Editor's Note: Ever wonder about the inception of Hedgeye? How it all started? 

Our Founder & CEO Keith McCullough's memoir Diary Of A Hedge Fund Manager written in 2009 chronicles the life and insights McCullough learned on his way "from the top, to the bottom, and back again." Below is a free excerpt.

EXCERPT: Diary Of a Hedge Fund Manager - 719CDZkYguL

AN EXCERPT

I had an unlimited travel budget and doors opening up for me as never before, but on some gut level my whole regimen was less satisfying.This went beyond my losing money, which, let’s face it was humiliating and something I wasn’t used to. But I still gave the job my all, taking a 4:03 A.M. train to get in by 5:15 A.M., first one in the door. I tuned out the backlash I was getting over my negative posture on the markets.

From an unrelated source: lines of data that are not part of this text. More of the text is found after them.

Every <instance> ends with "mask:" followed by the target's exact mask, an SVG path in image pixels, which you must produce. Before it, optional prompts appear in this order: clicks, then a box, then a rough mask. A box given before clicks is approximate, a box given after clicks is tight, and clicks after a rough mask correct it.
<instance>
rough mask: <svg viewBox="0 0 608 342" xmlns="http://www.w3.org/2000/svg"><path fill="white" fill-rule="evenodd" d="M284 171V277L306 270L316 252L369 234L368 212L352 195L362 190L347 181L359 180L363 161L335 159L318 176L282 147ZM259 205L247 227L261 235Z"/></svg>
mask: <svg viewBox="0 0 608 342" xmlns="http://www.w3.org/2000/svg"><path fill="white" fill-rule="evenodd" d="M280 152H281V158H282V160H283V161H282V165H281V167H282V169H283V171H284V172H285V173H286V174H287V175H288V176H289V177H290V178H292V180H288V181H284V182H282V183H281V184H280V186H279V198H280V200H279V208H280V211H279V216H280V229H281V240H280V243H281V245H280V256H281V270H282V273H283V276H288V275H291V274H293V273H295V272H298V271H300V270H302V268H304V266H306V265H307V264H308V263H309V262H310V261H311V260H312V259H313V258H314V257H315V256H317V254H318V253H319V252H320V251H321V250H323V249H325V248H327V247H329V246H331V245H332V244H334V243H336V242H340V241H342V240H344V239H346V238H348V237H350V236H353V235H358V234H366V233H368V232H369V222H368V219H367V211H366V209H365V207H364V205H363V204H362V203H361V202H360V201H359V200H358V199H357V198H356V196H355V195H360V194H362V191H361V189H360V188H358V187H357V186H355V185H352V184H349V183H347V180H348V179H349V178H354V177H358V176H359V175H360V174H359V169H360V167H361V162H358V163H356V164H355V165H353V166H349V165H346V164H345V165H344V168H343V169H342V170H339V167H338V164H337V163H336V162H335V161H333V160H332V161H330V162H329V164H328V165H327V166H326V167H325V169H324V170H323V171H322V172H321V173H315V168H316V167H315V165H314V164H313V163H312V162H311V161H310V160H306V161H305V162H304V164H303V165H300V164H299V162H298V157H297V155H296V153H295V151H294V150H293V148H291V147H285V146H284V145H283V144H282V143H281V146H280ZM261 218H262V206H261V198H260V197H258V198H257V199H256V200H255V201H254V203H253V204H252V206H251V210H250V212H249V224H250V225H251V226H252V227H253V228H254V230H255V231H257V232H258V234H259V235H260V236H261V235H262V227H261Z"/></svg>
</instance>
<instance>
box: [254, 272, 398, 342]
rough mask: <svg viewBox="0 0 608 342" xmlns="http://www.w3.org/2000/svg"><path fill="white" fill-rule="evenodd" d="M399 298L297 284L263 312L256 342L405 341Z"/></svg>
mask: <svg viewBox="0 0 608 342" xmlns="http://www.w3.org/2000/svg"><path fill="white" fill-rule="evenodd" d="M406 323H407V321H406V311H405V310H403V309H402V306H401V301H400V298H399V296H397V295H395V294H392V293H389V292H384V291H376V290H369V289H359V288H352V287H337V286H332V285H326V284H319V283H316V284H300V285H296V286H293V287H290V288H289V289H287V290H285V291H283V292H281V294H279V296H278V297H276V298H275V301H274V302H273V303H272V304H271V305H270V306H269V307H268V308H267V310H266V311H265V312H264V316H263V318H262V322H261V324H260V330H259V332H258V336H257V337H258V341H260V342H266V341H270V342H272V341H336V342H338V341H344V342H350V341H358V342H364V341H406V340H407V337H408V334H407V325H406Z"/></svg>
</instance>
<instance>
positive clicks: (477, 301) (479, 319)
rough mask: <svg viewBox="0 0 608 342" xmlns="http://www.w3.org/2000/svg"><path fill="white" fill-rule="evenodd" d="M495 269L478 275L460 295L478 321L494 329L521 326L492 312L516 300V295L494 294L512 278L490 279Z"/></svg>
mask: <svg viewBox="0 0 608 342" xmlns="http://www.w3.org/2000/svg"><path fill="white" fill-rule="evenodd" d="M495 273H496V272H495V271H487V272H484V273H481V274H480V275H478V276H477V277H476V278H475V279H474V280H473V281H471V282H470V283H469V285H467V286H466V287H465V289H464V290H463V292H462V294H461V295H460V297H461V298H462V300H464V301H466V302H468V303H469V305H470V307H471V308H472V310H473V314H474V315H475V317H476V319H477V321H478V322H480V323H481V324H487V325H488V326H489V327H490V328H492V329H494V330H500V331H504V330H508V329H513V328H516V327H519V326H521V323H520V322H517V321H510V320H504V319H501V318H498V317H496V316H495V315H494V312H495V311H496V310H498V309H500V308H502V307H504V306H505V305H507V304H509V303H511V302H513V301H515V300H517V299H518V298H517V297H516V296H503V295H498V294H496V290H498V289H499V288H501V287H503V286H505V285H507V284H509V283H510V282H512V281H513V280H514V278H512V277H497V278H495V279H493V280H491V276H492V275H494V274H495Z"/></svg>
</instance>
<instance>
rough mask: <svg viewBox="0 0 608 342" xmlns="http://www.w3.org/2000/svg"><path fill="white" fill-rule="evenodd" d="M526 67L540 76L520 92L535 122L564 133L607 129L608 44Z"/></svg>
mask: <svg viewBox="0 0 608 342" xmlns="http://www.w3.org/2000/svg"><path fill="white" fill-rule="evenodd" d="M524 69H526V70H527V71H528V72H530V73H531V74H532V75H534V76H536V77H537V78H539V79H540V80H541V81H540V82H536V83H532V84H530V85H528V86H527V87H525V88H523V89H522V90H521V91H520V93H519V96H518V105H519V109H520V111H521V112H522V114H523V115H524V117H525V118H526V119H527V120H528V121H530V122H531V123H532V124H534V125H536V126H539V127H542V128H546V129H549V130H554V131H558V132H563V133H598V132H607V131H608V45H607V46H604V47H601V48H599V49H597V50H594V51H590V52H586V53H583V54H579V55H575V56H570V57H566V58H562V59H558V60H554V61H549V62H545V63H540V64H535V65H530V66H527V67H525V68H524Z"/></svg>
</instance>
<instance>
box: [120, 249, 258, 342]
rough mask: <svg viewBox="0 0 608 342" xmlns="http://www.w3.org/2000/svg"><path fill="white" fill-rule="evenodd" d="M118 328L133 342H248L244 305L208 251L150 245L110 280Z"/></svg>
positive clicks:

If anyone in my office shared my beliefs, they weren’t vocal about it. I didn’t care.

I ignored the media hype surrounding the mere words “hedge fund manager” and didn’t worry about how much money I stood not to make that year if things continued. I certainly enjoyed making money as much as the next guy, but there had always been more intangible rewards that came with trading a book, the thrill of the hunt I suppose.

Or maybe it was proving others wrong.

What always motivated me most were people telling me I couldn’t do something. You can’t play for the Thunder Bay junior team, you’re not ready. You can’t follow mining stocks, you’re a consumer-retail guy. You can’t do macro, you’re not George Soros. You can’t time the market, you’re no smarter than the rest of the pack.

Now my peers were mocking me behind my back, some were openly mad at me. I felt I was putting my career at risk by speaking up in investment meetings against the hysteria in the markets, the bubble in our very industry, and what’s more, I don’t think I even cared.

I never cared what people thought about me. I’d always been a “chirper” on the ice, and if people didn’t appreciate it, that was their problem. I knew from studying the life of my grampa Alphonse that being able to ignore what everyone else thinks was the reason he ever started his many business ventures because all of his friends and family told him he couldn’t do it.

I had just read David Nasaw’s Andrew Carnegie. The great steel titan, I’d learned, used to leave the United States for long stretches, retreating to the rural hills of Scotland to relax in a giant castle and fish in the loch, but also to think about the world differently from his industrialist rivals.

Then he would kick their asses because he knew what was coming.